Using a cotton swabs oral epithelial cells were obtained, they were harvest in transporting minimal essential medium (MEM), L-Glutamine 200 mM supplemented with antibiotics; in all cases the viability of cells was monitored by staining with blue trypan. After that, they were incubated in microplates at 37ºC in 5% CO2 atmosphere in MEM, 15% bovine fetal serum, penicillin (49 µg/ml), amphotericin (4µg/ml), and L-Glutamine 200mM; the culture medium were changed every two days. Cell growing was daily monitored by staining with blue trypan and cell counting was performed with an inverted light microscope. After 5 days (monolayers with more than 60% of confluence), the cultures were submitted to immune staining with a polyclonal anti-keratin antiserum A-575 (Daco, Carpinteria, CA) using the Vectastain Elite ABC kit (Vector, Burlingame. CA).
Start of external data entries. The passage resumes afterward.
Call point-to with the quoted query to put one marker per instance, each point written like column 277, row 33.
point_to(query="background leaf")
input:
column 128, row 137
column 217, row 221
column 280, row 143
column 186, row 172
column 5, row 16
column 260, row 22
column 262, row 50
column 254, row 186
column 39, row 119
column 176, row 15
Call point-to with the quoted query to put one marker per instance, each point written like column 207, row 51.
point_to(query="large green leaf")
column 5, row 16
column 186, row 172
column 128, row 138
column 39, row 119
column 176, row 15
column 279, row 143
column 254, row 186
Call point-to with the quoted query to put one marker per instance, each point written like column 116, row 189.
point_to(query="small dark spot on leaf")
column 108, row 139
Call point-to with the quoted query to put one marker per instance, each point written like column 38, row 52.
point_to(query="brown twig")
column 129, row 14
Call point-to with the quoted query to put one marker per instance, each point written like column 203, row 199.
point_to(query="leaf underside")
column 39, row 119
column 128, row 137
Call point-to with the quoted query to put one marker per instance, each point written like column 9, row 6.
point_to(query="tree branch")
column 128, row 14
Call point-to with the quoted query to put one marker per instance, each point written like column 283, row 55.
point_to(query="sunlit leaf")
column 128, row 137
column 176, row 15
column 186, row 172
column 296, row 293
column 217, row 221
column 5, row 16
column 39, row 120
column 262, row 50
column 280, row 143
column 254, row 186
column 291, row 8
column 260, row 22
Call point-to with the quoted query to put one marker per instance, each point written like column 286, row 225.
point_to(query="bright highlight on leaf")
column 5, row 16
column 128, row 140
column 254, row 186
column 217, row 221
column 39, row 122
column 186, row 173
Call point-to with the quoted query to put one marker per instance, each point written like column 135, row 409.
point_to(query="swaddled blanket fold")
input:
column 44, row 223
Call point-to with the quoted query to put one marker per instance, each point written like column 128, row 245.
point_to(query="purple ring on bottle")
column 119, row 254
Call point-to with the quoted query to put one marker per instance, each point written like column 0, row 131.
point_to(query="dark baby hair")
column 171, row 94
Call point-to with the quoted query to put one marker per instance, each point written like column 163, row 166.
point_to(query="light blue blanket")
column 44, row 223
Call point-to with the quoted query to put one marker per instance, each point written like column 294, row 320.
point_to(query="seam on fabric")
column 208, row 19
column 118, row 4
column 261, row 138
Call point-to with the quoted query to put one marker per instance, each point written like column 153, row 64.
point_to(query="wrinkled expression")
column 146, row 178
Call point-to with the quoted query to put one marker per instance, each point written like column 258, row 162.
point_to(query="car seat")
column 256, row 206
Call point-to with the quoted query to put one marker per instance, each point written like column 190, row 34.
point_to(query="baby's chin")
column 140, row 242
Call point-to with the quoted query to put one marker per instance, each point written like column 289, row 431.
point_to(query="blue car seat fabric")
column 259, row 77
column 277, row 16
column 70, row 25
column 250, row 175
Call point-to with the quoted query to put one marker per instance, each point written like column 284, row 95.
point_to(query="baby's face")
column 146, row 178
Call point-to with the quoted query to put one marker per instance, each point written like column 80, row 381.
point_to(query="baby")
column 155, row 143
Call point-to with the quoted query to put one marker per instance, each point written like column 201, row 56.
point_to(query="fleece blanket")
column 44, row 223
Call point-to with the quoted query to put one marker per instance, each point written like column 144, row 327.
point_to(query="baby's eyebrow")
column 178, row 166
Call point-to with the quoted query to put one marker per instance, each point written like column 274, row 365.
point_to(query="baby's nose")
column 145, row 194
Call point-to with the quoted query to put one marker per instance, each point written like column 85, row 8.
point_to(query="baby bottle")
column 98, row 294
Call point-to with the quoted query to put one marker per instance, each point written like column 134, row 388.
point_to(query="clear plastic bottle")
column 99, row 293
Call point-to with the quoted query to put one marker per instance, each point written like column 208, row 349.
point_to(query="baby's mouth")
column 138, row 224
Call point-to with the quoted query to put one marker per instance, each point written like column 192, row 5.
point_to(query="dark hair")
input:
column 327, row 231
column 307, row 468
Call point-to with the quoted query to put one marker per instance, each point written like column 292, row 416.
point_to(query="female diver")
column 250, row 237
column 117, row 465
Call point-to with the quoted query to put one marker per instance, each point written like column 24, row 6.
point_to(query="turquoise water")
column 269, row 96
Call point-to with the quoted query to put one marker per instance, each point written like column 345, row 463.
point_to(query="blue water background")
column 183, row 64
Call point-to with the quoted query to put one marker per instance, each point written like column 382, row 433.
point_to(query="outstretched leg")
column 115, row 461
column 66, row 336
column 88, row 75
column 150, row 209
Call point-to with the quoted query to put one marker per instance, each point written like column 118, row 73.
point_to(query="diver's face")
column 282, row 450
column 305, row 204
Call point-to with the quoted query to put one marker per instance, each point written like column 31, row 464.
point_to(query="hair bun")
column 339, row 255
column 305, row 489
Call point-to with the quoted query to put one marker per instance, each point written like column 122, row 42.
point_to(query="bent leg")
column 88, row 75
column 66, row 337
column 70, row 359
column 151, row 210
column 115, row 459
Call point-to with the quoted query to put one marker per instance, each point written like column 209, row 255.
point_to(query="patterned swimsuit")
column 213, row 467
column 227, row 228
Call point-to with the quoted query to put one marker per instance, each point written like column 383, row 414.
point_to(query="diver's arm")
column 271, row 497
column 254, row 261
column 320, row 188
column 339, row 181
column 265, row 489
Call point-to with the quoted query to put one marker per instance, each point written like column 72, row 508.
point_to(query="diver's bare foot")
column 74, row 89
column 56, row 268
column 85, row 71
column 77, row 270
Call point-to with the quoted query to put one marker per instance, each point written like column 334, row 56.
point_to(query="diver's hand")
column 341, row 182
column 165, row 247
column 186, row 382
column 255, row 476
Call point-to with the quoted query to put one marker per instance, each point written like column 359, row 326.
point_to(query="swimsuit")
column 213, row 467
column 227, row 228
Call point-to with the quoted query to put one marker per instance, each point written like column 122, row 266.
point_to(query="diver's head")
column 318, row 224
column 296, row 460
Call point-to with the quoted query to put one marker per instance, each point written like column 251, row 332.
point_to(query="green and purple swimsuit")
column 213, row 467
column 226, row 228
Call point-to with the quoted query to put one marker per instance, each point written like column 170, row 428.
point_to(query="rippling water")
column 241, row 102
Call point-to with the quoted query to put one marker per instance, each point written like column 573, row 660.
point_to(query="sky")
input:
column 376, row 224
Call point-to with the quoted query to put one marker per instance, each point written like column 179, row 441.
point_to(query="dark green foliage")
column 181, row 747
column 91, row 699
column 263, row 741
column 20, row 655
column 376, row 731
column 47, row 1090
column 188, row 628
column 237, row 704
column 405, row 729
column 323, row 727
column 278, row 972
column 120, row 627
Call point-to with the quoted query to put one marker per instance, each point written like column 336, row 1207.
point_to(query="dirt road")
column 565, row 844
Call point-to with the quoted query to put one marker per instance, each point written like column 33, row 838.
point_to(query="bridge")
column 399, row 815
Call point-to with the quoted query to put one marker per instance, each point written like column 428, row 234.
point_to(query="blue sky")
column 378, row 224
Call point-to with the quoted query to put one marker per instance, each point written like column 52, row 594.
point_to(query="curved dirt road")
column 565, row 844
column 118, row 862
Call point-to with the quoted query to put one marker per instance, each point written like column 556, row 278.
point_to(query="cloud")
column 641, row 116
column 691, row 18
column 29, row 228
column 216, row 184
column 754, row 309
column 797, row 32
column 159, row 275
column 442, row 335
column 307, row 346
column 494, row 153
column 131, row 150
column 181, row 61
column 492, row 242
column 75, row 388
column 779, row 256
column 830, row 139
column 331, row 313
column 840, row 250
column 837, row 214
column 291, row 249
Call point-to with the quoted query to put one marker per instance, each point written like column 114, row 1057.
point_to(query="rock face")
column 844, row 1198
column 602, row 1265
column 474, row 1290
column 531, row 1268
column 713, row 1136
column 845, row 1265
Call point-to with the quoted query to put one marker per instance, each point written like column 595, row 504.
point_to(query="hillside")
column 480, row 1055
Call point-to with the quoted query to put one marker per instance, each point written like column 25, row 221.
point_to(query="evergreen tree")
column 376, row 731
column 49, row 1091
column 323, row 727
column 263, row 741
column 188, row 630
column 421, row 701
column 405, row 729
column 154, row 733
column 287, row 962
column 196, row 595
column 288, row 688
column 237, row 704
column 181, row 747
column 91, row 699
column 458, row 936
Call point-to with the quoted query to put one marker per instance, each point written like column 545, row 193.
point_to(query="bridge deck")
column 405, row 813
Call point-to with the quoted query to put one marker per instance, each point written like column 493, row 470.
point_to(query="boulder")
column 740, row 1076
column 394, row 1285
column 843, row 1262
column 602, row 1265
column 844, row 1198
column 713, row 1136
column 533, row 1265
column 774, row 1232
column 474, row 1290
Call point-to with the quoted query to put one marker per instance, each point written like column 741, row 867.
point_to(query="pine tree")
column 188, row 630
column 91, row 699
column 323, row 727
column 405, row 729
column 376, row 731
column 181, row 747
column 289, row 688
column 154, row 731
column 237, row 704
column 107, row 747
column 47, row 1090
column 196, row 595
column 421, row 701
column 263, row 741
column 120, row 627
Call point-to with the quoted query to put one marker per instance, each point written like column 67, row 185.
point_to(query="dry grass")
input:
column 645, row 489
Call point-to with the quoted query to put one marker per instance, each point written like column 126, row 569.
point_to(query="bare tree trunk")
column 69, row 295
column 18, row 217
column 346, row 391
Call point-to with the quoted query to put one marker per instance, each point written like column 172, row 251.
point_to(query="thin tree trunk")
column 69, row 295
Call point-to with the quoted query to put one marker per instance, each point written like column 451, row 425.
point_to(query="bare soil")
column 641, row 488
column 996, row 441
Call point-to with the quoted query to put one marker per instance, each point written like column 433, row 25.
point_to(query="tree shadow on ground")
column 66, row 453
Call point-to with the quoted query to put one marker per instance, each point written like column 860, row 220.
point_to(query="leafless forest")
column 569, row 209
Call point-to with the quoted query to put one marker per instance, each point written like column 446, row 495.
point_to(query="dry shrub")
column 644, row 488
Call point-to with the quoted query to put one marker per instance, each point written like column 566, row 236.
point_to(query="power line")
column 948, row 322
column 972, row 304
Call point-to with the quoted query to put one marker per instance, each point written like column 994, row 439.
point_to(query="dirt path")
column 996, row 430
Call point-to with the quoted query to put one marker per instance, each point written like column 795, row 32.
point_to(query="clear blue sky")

The cultures did begin with 5x103 cells/ml and after five days reached they an average cell density of 1.7x106 cells/ml.

Two color flow citometry

Oral epithelium primary cultures were analyzed by two color fluorescence in a FACSTAR PLUS cell sorter (Beckton-Dickinson, Mountain View, CA) for T, B, macrophage, monocyte and Langerhan cell surface marker expression with monoclonal antibodies to CD3, CD4, CD8, CD19 and CD45 (Becton-Dickinson, Mountain View, CA). The FACS analyses were carried out 24 hours after seeding and also in cultures of five days.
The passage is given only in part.